1.味──B級だけど、妙にクセになる
渋川高校の学食メニューは、とにかく分かりやすい。
カレー、ラーメン、焼きそば、うどん、日替わり定食。どれも“ザ・学食”。
でも、よく思い出すとそれぞれに個性があった。
一番人気は鉄板カレー。
ルウは市販ベースなのに、妙にスパイスが効いていて、油のコクもある。
ご飯は若干やわらかめ。だけど、あの“ちょっと水多め”な感じが、部活帰りの身体にはなぜかちょうどよかった。
トロトロでもサラサラでもない中間のとろみで、「3分でかき込める設計」になっていたのが学食らしい。
ラーメンは、スープが薄そうに見えて意外と塩分強め。
チャーシューはペラペラ、麺はやや伸び気味。でも不思議と、テスト期間にだけ食べたくなる。

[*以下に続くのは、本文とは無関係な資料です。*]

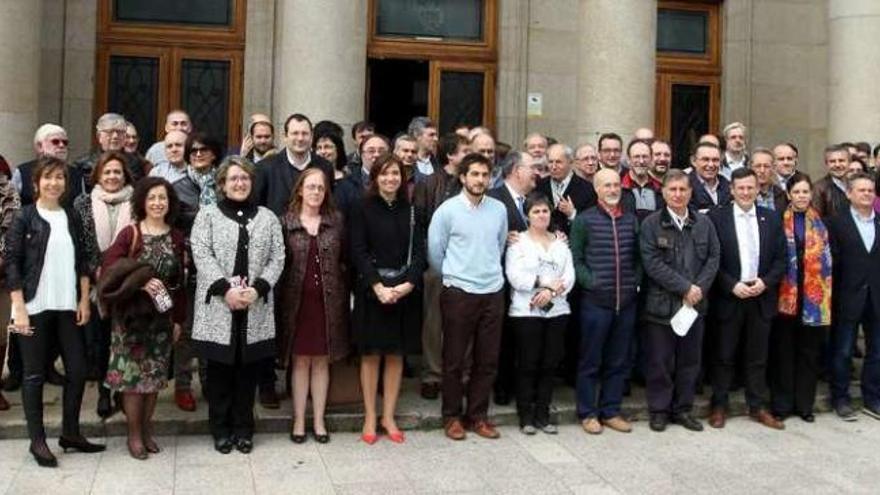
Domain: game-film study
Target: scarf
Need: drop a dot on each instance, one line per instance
(205, 181)
(817, 271)
(111, 213)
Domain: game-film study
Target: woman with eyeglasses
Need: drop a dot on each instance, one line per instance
(315, 298)
(238, 250)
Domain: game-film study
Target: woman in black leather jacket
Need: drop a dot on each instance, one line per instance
(50, 298)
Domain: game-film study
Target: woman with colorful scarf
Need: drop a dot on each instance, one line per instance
(103, 213)
(801, 327)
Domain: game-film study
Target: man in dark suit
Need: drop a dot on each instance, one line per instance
(752, 264)
(855, 250)
(519, 175)
(569, 193)
(277, 174)
(711, 189)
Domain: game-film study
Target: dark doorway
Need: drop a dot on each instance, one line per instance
(398, 91)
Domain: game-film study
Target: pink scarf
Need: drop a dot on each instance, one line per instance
(105, 230)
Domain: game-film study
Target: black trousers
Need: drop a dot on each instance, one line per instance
(793, 368)
(36, 352)
(540, 347)
(672, 366)
(231, 390)
(746, 324)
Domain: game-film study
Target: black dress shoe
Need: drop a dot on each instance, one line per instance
(12, 384)
(244, 445)
(80, 444)
(223, 445)
(688, 422)
(808, 417)
(42, 454)
(658, 422)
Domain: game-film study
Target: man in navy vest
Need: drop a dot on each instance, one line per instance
(605, 250)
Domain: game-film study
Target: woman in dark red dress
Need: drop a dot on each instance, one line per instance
(315, 299)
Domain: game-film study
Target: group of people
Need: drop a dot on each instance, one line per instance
(503, 269)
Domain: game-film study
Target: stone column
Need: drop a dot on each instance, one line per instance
(854, 69)
(616, 67)
(20, 77)
(320, 60)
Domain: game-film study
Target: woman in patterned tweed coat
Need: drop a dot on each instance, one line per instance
(238, 250)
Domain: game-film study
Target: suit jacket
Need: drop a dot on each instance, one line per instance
(856, 271)
(581, 193)
(700, 199)
(771, 259)
(515, 221)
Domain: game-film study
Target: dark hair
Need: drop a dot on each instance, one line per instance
(382, 164)
(328, 207)
(363, 125)
(341, 158)
(45, 165)
(207, 141)
(374, 136)
(606, 136)
(646, 142)
(859, 176)
(742, 173)
(536, 198)
(674, 175)
(142, 190)
(470, 159)
(449, 143)
(261, 122)
(106, 158)
(797, 178)
(328, 127)
(299, 118)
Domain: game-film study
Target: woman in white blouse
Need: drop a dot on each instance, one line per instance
(540, 273)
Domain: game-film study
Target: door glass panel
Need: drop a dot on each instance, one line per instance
(204, 94)
(682, 31)
(190, 12)
(690, 119)
(452, 19)
(133, 92)
(461, 99)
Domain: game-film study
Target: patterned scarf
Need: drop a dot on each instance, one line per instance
(817, 271)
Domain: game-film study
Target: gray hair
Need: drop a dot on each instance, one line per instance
(418, 125)
(110, 121)
(47, 130)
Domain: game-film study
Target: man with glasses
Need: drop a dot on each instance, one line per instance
(610, 150)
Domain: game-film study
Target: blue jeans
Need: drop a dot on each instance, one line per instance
(843, 335)
(604, 365)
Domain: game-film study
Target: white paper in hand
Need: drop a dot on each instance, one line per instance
(683, 320)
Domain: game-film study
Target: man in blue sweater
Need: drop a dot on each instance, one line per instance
(465, 243)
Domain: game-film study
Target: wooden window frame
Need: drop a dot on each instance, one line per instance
(436, 69)
(231, 36)
(220, 43)
(663, 124)
(415, 48)
(700, 63)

あの“ちょっと物足りない感じ”込みで、渋高ラーメンというジャンルだった。
2.価格──財布に優しい、でも地味に悩ませてくる
当時の価格設定は、カレーが250〜280円前後、ラーメンも似たようなライン。
小遣いの少ない高校生にとってはありがたい数字だが、「カレー+コロッケ追加」にすると一気に予算オーバーになる絶妙な設定だった。
だからこそ、昼休み前の教室では毎日プチ会議が開催される。
「今日はカレー単品で我慢か…」
「いや、パンを売店で足して炭水化物2刀流にしよう」
この“100円の攻防戦”こそ学食経済学。
今振り返ると、渋高の学食は、金銭感覚と腹の満足度のバランスを学ぶ訓練場でもあった。
3.雰囲気──うるさいのに、なぜか落ち着く空間
昼休みの学食は、いつも軽いカオス状態だ。
サッカー部が奥の席を占拠し、吹奏楽部が譜面を広げ、女子グループがデザートをシェアしながら笑っている。
ざわざわとした話し声、食器のぶつかる音、カレーの匂い、揚げ物が上がる油の音。
でも、その雑多な空気がなぜか落ち着いた。
「ここにいれば、とりあえず自分の居場所はある」と思わせてくれる温度があった。
窓際の席からは、中庭と赤城山のラインが少しだけ見える。
雪の日なんかは、外の寒さと学食の湯気のコントラストが、いまでも写真みたいに頭に残っている。
4.ひとり飯適性──実はソロに優しい設計だった
渋高の学食は、テーブルが4人掛け中心だったが、端っこの席は完全にソロ仕様だった。
壁に向かって座れる一角や、柱の陰になっている席。
そこは「ひとりで静かに食べたい派」が自然と集まるゾーンだった。
教室のノリが苦手な日、部活でちょっと気まずい出来事があった日。
そんな日は、トレーを持って学食の端に避難する。
カレーをすくう音だけが聞こえる小さな島で、誰にも話しかけられず、でも周りには同じようにひとり飯をしている奴らがいる。
あの距離感が、当時の自分を何度も救ってくれた。
SoloEat的に言えば、渋高の学食は**「ぼっちを包み込むタイプの群れ空間」**だったと思う。
5.まとめ──渋高学食は、胃袋と心を同時に鍛える場所だった
味は星5つ中3つ。
でも、思い出補正を含めると体感8つくらい。
- 安くて腹いっぱいになるカレー
- ちょっと薄いけど、なぜか忘れられないラーメン
- 100円単位の葛藤を生む価格設計
- 騒がしいのに、ソロも受け入れてくれる空気
渋川高校の学食は、
「食べる練習」「ひとりで過ごす練習」「誰かと分け合う練習」
を全部まとめてさせてくれる場所だった。
もし今、当時と同じメニューが復活したら、きっと大人買いしてしまうだろう。
カレーとラーメンを両方頼んで、窓際の席で赤城山を眺めながら、ひとりでゆっくり食べたい。
あの頃より少しだけ豊かな財布で、
でも同じように、あの学食の湯気の中に座っていたい。